Speak Up

When I was 7, I was playing at a neighbor’s house, entranced by Michael Jackson in his “Thriller” music video when another neighborhood friend busted through the front door in tears.

 

She was distraught because one of the much older neighborhood boys (he must have been in junior high or high school) was mean to her. After absorbing the full story through her tearful sobs, I marched down the street without any hesitation or fear and stood up to the much older and bigger neighborhood bully, declaring what he did to my friend was wrong.

 

Not appreciating my confrontation, he spewed several expletives and yo mama jokes at me.

 

Burning with anger at the injustice toward my friend and me, I gave it right back to him. I walked away, defeated because I didn’t get through to him and feeling both hurt by his words and ashamed at my response.

 

Later that day, I was sitting on the couch with my mom, and the secret of what happened earlier that day was eating me alive. When I couldn’t hold it in any longer, I burst into tears of shame as I confessed how I’d cussed out a bully.

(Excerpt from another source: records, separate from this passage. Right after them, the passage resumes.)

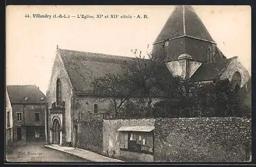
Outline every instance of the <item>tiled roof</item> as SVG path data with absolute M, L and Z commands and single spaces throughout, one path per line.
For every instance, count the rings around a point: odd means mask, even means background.
M 64 65 L 75 90 L 93 93 L 94 79 L 105 74 L 116 74 L 122 64 L 132 58 L 58 49 Z
M 191 77 L 190 81 L 209 81 L 216 79 L 232 60 L 232 58 L 230 58 L 211 64 L 203 63 Z
M 188 5 L 176 7 L 155 42 L 183 35 L 214 42 L 193 8 Z
M 46 103 L 46 97 L 35 85 L 7 85 L 11 103 L 38 104 Z M 44 98 L 41 100 L 41 98 Z M 27 100 L 25 100 L 25 98 Z

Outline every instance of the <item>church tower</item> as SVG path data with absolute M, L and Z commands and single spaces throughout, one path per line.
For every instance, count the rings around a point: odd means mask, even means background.
M 175 7 L 153 43 L 152 58 L 165 62 L 173 75 L 184 79 L 202 64 L 226 59 L 190 6 Z

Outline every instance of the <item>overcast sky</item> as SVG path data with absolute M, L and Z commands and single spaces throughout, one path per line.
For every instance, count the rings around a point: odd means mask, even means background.
M 251 73 L 251 9 L 249 6 L 193 6 L 227 58 L 238 56 Z M 156 39 L 174 6 L 8 6 L 7 8 L 7 85 L 36 85 L 48 89 L 57 44 L 60 49 L 132 56 Z M 35 18 L 33 14 L 51 15 Z M 54 14 L 74 17 L 52 18 Z M 122 14 L 147 19 L 77 18 Z M 29 14 L 30 18 L 25 17 Z

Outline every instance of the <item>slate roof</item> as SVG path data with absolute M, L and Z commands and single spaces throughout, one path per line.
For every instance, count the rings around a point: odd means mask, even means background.
M 176 6 L 155 42 L 184 35 L 215 42 L 191 6 Z
M 70 81 L 77 92 L 92 93 L 94 79 L 116 74 L 132 57 L 58 49 Z
M 46 97 L 35 85 L 7 85 L 11 103 L 46 103 Z M 28 98 L 25 101 L 25 98 Z M 40 100 L 44 98 L 44 100 Z
M 233 58 L 222 61 L 207 64 L 203 63 L 190 78 L 193 82 L 212 80 L 218 78 L 222 70 L 226 69 Z

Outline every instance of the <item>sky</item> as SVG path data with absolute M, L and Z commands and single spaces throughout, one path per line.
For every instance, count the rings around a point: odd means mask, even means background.
M 193 7 L 225 56 L 238 56 L 250 74 L 250 7 Z M 45 94 L 57 45 L 60 49 L 124 56 L 134 56 L 131 50 L 145 53 L 174 9 L 174 6 L 8 6 L 6 84 L 35 85 Z M 51 18 L 34 18 L 33 14 L 37 14 Z M 54 14 L 70 18 L 53 18 Z M 118 18 L 110 18 L 115 14 Z M 30 17 L 25 17 L 28 15 Z M 78 18 L 82 15 L 95 17 Z M 97 15 L 103 18 L 96 18 Z M 123 15 L 132 18 L 120 18 Z M 147 18 L 137 18 L 138 15 Z

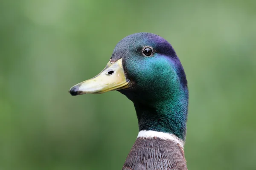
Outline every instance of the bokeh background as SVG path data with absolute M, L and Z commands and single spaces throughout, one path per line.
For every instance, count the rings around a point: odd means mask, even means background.
M 115 45 L 173 46 L 190 90 L 189 170 L 256 169 L 256 1 L 2 0 L 0 170 L 120 170 L 138 133 L 116 91 L 72 96 Z

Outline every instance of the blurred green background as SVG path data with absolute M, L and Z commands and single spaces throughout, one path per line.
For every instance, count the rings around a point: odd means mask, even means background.
M 0 170 L 120 170 L 138 133 L 118 92 L 76 97 L 115 45 L 169 41 L 190 90 L 189 170 L 256 169 L 256 1 L 3 0 Z

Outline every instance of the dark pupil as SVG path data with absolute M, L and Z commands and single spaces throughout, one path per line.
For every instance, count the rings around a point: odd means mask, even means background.
M 149 56 L 152 54 L 152 50 L 149 48 L 146 48 L 143 50 L 143 53 L 147 56 Z

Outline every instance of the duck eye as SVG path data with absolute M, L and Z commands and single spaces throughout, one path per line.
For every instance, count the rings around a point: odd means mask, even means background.
M 113 73 L 114 73 L 114 71 L 109 71 L 108 72 L 108 75 L 112 75 Z
M 152 55 L 152 49 L 147 47 L 143 50 L 143 54 L 147 56 L 150 56 Z

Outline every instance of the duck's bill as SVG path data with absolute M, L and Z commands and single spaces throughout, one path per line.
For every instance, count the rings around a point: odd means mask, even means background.
M 87 93 L 99 94 L 129 87 L 129 81 L 124 72 L 122 59 L 111 63 L 108 62 L 104 69 L 94 77 L 72 87 L 69 92 L 72 96 Z

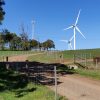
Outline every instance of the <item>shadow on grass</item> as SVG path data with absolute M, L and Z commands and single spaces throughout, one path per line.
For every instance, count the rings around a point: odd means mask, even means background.
M 7 62 L 9 70 L 6 70 L 6 62 L 1 62 L 0 66 L 0 92 L 6 90 L 14 91 L 15 96 L 20 98 L 24 95 L 36 91 L 34 85 L 28 88 L 29 81 L 41 85 L 54 85 L 54 66 L 57 67 L 58 75 L 74 74 L 67 65 L 53 63 L 45 64 L 40 62 Z M 26 66 L 27 65 L 27 66 Z M 16 73 L 17 71 L 17 73 Z M 59 78 L 57 84 L 61 84 Z
M 26 74 L 16 73 L 13 70 L 6 70 L 0 66 L 0 92 L 13 91 L 16 97 L 22 97 L 36 88 L 27 88 L 28 77 Z

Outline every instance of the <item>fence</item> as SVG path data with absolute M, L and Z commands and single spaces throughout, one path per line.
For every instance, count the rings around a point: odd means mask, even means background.
M 74 54 L 74 63 L 88 69 L 100 69 L 100 57 L 93 57 L 91 53 Z
M 0 68 L 6 68 L 7 70 L 14 70 L 17 73 L 22 73 L 27 76 L 27 81 L 33 82 L 35 88 L 44 86 L 44 89 L 50 86 L 54 87 L 55 91 L 41 92 L 44 100 L 59 100 L 57 94 L 58 76 L 56 72 L 56 66 L 59 64 L 44 64 L 39 62 L 0 62 Z M 25 81 L 25 79 L 24 79 Z M 44 91 L 44 90 L 43 90 Z M 35 93 L 35 99 L 38 100 L 38 94 Z

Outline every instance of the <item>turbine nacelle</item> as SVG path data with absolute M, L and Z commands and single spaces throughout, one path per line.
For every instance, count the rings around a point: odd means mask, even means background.
M 82 35 L 82 37 L 85 38 L 85 36 L 83 35 L 83 33 L 80 31 L 80 29 L 77 27 L 77 24 L 78 24 L 78 20 L 79 20 L 79 16 L 80 16 L 80 12 L 81 10 L 79 10 L 78 12 L 78 15 L 77 15 L 77 18 L 76 18 L 76 21 L 75 21 L 75 24 L 71 25 L 70 27 L 68 28 L 65 28 L 64 30 L 68 30 L 68 29 L 72 29 L 73 28 L 73 31 L 74 31 L 74 50 L 76 49 L 76 30 Z M 86 38 L 85 38 L 86 39 Z M 70 42 L 69 42 L 70 43 Z

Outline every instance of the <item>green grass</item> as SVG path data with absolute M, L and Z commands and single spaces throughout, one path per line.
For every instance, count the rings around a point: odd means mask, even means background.
M 44 53 L 44 54 L 40 54 L 40 55 L 30 56 L 28 59 L 30 61 L 53 63 L 53 62 L 56 62 L 56 54 L 55 53 Z
M 73 58 L 74 54 L 87 54 L 88 56 L 95 57 L 100 56 L 100 49 L 82 49 L 82 50 L 68 50 L 62 51 L 64 58 Z
M 32 90 L 33 89 L 33 90 Z M 36 90 L 35 90 L 36 89 Z M 0 100 L 54 100 L 54 92 L 42 85 L 29 83 L 23 89 L 0 93 Z
M 85 77 L 100 80 L 100 70 L 77 69 L 74 72 Z
M 39 51 L 0 51 L 0 60 L 3 61 L 7 56 L 25 55 L 25 54 L 36 54 Z
M 29 82 L 26 74 L 0 66 L 0 100 L 54 100 L 54 92 L 44 85 Z M 66 100 L 59 96 L 58 100 Z

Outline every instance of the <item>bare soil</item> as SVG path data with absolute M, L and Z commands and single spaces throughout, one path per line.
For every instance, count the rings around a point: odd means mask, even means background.
M 9 57 L 8 61 L 9 62 L 12 62 L 12 61 L 26 61 L 26 60 L 28 60 L 28 57 L 29 56 L 32 56 L 32 55 L 40 55 L 40 54 L 43 54 L 43 53 L 24 54 L 24 55 L 11 56 L 11 57 Z
M 100 100 L 100 81 L 75 74 L 60 76 L 59 81 L 57 92 L 68 100 Z

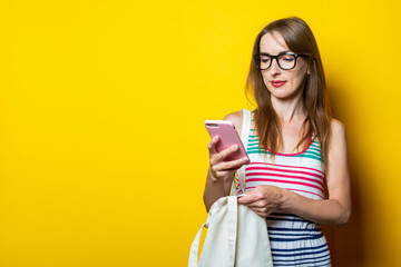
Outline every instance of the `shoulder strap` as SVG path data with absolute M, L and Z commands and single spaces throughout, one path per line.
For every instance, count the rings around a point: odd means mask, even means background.
M 242 129 L 241 129 L 241 141 L 244 145 L 245 151 L 247 149 L 247 140 L 250 136 L 251 129 L 251 111 L 247 109 L 242 109 L 243 111 L 243 121 L 242 121 Z M 236 179 L 239 182 L 239 188 L 243 192 L 245 192 L 245 165 L 242 166 L 236 172 Z M 233 185 L 229 195 L 236 195 L 236 182 L 233 179 Z

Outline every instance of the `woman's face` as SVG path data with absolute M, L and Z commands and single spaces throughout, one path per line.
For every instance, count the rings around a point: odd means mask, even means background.
M 261 39 L 261 53 L 276 56 L 282 52 L 292 52 L 286 46 L 283 37 L 278 32 L 266 33 Z M 299 57 L 296 66 L 291 70 L 283 70 L 274 59 L 272 66 L 262 70 L 263 81 L 272 93 L 272 98 L 291 99 L 302 95 L 302 88 L 310 73 L 307 62 Z

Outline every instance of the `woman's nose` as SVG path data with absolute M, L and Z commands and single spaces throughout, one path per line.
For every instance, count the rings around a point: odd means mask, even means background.
M 281 68 L 278 67 L 277 59 L 272 61 L 272 66 L 270 67 L 271 76 L 276 76 L 281 72 Z

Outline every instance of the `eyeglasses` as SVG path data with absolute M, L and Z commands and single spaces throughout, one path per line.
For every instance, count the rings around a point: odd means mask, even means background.
M 301 53 L 290 53 L 290 52 L 282 52 L 276 56 L 272 56 L 268 53 L 258 53 L 253 56 L 255 66 L 260 70 L 268 69 L 272 66 L 273 59 L 276 60 L 281 69 L 291 70 L 295 68 L 296 59 L 299 57 L 307 57 L 307 56 Z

I remember her not being happy about my potty mouth, but I also recall her giving me a hug and how good that felt.

 

Over a decade later, while I was attending undergrad at Baylor University, we were required to take a semester of Chapel. We met in a large auditorium for Chapel, and every week they would bring in new speakers.

 

Of all the speakers I heard, there was one woman in particular who stood out to me. I wish I could remember her name and the organization she worked for because I’ve thought about her story so many times over the years and wanted to reach out to thank her.

 

This speaker’s message meant so much to me because it lit a fire inside of me I’d long forgotten was there.

 

She worked for an organization that went undercover to rescue sex trafficking victims. I was in awe of her courage as she shared story after story of helping free individuals from the injustice and abuse, bringing them to safety and helping them get back on their feet. She continuously put herself in harm’s way to help these women and children.

 

As I listened to her speak, my soul came alive, and I felt this righteous anger toward injustice rise inside of me. I wondered where all this passion was coming from. It felt familiar, like déjà vu.

 

Then it hit me. The memory of me at 7 standing up to the bully, being bold and loud and speaking up for what was right. I thought, Oh, there you are!

 

I wondered why I felt so disconnected from that little girl. Where was my fighting spirit? When did I become so afraid to stand up for myself and others? I was born with a fire, a light, and a voice to speak the truth.

 

Then, over time, I absorbed a message that good girls go with the flow and blend in. I learned not to draw too much attention to myself, to play small and keep my opinions to myself to be safe.

 

But that’s not who I am, that’s my conditioning.

 

Sitting in front of the speaker that day, I caught a glimpse of who God had initially created me to be:  bold, brave, a warrior.

 

I think the reason I felt called to share these stories with you today is I’ve reconnected with the bold and brave part of myself again as I’ve been walking with a dear friend of mine. After getting devastating news, she is becoming liberated after years of oppression and manipulation.

 

Watching her go through this immensely difficult time has been painful and inspiring, all at the same time. Painful because she’s grieving a different kind of loss, and encouraging because she’s growing and having the courage to stand up for what’s right and good. I’ve used my voice to speak up and speak into this situation with tenderness and boldness when asked, and this experience has reminded me of the importance of standing up for what we believe.

 

What are the causes that light a spark in you and inspire you to speak out and take action to help?

 

Getting involved in causes that are important to me is an area I’m continuing to grow into. I don’t want to lose that little girl again. My voice matters and yours does, too. Thank you so much for reading! Love and Blessings.